Greyscale and the Others's issue take place in fairly different environments, so even if they're related viruses, they're going to have different adaptations. Both those environments are fairly wet. Maybe fire and dragonglass are dangerous for the virus because they're *dry*?
They do both make the infected become aggressive and nearly immune to pain.
Greyscale is easily communicable, but it's also found in environments with lots of possible hosts, which might be why people who have it seem reckless -- the virus doesn't care about the health of the host's body as much as it cares about being spread. On the other hand, whatever the Others have is in an environment with very few hosts, so it might lead the host to act very protective over its body (not be reckless) and also might stick with the host after death, making the adjustments necessary.
If the Others' virus needs to stay in one host and make that host last as long as possible, maybe it is actually incubating within the host for as long as possible -- until the host's death. The host would be more equipped and likely to protect itself than a virus would be able to -- so maybe the virus lives off the host and uses the human being's own self-protection drive to maintain the host/keep the virus alive, and it's only when the host is no longer able to maintain those duties that the virus comes to the fore?
As for who could be incubating the virus -- apparently, it's spreading. And it is communicable between humans and animals, too?
If only Pasteur were around -- these people need a vaccine!
As for the Pale Mare...The aspect of being so thirsty you want to drink an ocean, but everything just leaking out of you anyway until you're empty and dead -- that does seem like it has some metaphorical connection with emotional need or ambition?
When the master gets it, Tyrion immediately grabs Penny, they both go on about slavery being basically what makes the world go round, and flee to the sellswords. Is the Pale Mare what Penny seems to have, too? If it is, then when she shows symptoms, Tyrion slaps her, gives her all the worst news he can (Crunch is dead, etc), and scolds her into doing what he wants her to (stay with him and the sellswords/stop performing).

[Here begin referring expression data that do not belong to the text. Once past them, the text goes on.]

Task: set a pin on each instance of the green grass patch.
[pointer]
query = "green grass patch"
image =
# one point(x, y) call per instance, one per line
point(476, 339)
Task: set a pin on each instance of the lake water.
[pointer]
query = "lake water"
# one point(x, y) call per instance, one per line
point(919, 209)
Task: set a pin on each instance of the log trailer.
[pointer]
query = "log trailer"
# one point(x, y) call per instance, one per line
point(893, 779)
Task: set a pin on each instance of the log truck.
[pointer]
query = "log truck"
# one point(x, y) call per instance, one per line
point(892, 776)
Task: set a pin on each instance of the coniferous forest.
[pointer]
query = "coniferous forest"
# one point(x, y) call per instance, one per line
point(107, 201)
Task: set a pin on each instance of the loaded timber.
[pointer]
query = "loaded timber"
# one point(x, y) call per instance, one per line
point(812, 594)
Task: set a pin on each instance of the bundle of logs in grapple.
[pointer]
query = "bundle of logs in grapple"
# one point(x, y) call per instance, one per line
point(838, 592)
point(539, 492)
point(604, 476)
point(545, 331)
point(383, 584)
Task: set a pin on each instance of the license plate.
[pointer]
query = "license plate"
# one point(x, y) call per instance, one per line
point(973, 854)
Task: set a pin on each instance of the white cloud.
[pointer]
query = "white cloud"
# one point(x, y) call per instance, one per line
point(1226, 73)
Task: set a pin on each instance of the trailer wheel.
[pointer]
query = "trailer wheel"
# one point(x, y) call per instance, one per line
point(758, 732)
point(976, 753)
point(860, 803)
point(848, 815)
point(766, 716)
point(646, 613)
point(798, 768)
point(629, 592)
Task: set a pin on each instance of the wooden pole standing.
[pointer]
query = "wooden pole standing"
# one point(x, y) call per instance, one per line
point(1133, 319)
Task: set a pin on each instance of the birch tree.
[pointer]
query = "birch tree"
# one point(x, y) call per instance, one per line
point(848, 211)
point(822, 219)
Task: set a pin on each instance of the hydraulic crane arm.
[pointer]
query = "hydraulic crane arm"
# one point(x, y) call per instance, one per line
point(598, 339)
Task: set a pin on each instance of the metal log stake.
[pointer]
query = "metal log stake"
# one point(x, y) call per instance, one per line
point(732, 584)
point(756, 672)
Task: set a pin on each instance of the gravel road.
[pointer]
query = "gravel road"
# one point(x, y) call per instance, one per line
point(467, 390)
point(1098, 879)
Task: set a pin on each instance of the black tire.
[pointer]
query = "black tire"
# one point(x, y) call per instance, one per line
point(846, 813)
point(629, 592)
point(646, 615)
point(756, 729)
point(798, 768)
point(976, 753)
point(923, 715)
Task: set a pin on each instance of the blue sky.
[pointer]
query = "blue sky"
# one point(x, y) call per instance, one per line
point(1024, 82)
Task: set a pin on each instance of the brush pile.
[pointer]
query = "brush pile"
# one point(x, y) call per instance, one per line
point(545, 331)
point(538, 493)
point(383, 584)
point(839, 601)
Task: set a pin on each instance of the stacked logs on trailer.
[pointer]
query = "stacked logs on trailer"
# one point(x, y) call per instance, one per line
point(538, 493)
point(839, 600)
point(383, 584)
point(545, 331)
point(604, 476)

I don't know, I'm still wondering how that connects to anything.
Also, when Tyrion pricks himself and signs his name as Lord of Casterly Rock, he brings up that it still hurts and tips his hat to the Half-Maester -- he brings up greyscale.
Then, I just read this passage, in CoK:
"He loved his brother's reckless wrath, but it was their lord father he must try and emulate.
Stone, I must be stone, I must be Casterly Rock, hard and unmovable. If I fail this test, I had as lief seek out the nearest grotesquerie (778)."
That seems to have a lot of resonance with the scene in DwD, but...who knows what it means about what "turning to stone" does to a person?
Is the Pale Mare about turning to water, and greyscale about turning to stone, and the Others' disease about turning to ice?
Edited by rue721, 10 August 2011 - 03:39 PM.